Tom Harrison from the London Cycling Campaign has said (source):

"I believe we need a dense grid of cyclable routes (roughly 400m x 400m). These need to be direct and enable everyone to cycle where they want to go. Much of this can be achieved on quiet roads, especially if you filter to make them quiet enough. But not all roads can be filtered, and therefore these need segregated tracks (to ensure risk averse cyclists are able to go on these streets). That is my vision, more or less. We also need to work with the way the political wind blows, which means supporting a scheme and trying to make it the best it can be to fit into the long-term plan."

I asked Tom which long-term plan he had in mind, but he wouldn't say. If he was thinking of the LCC-proposed grid, or the Sustrans-proposed grid, or the TfL-proposed grid, this would explain a lot.

It seems, at any rate, that the omission of a cyclable route on Kennington Lane was actually planned. How can this be?

Cycle Infrastructure Design (LTN 2/08) is very clear: "Networks should serve all the main destinations, and new facilities should offer an advantage in terms of directness and / or reduced delay compared with existing provision."

The National Planning and Policy Framework—which is in fact a material consideration in the determination of planning applications—is equally clear: the transport system "needs to be balanced in favour of sustainable transport modes, giving people a real choice about how they travel."

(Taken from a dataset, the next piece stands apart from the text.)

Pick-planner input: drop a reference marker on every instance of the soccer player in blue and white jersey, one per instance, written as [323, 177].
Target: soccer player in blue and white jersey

So when Tom says that we need a dense grid of cyclable routes which are direct and enable everyone to cycle where they want to go, there's absolutely no argument.

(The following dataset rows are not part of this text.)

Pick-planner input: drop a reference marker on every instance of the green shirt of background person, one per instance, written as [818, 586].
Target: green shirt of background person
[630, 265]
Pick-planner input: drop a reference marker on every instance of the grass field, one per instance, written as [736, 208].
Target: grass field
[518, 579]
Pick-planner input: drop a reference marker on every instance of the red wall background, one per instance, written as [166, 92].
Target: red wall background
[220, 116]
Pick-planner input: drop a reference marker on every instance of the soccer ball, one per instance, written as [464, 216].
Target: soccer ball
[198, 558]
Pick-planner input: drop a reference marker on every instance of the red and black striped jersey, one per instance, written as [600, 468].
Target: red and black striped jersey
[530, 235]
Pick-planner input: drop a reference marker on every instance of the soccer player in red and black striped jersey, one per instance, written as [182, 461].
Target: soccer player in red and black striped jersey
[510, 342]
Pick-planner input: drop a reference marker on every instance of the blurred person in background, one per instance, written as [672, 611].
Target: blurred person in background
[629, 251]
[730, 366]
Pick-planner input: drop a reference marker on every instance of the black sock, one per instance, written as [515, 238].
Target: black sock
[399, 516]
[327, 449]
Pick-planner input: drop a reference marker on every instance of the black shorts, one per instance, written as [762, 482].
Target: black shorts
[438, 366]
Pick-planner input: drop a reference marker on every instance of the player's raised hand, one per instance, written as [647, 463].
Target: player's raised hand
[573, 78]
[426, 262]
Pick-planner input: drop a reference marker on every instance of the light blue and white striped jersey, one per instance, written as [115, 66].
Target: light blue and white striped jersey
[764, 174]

The second of the LCC's campaign demands says the following:

Make sure all planned developments on the main roads that they controls [sic] are complete [sic] to Go Dutch standards, especially junctions.

London is a city that is constantly being regenerated. If Dutch principles of design were made standard here, then in only a few years there would [be] excellent progress towards making many major roads and junctions safer for cycilng [sic] and walking. For example, London Bridge and Vauxhall Cross are both due for major changes in the next few years.

As things stand, there is a little bit of a cycle lane currently in place on Kennington Lane, and it is proposed that this be removed (#Smoothingtrafficflow).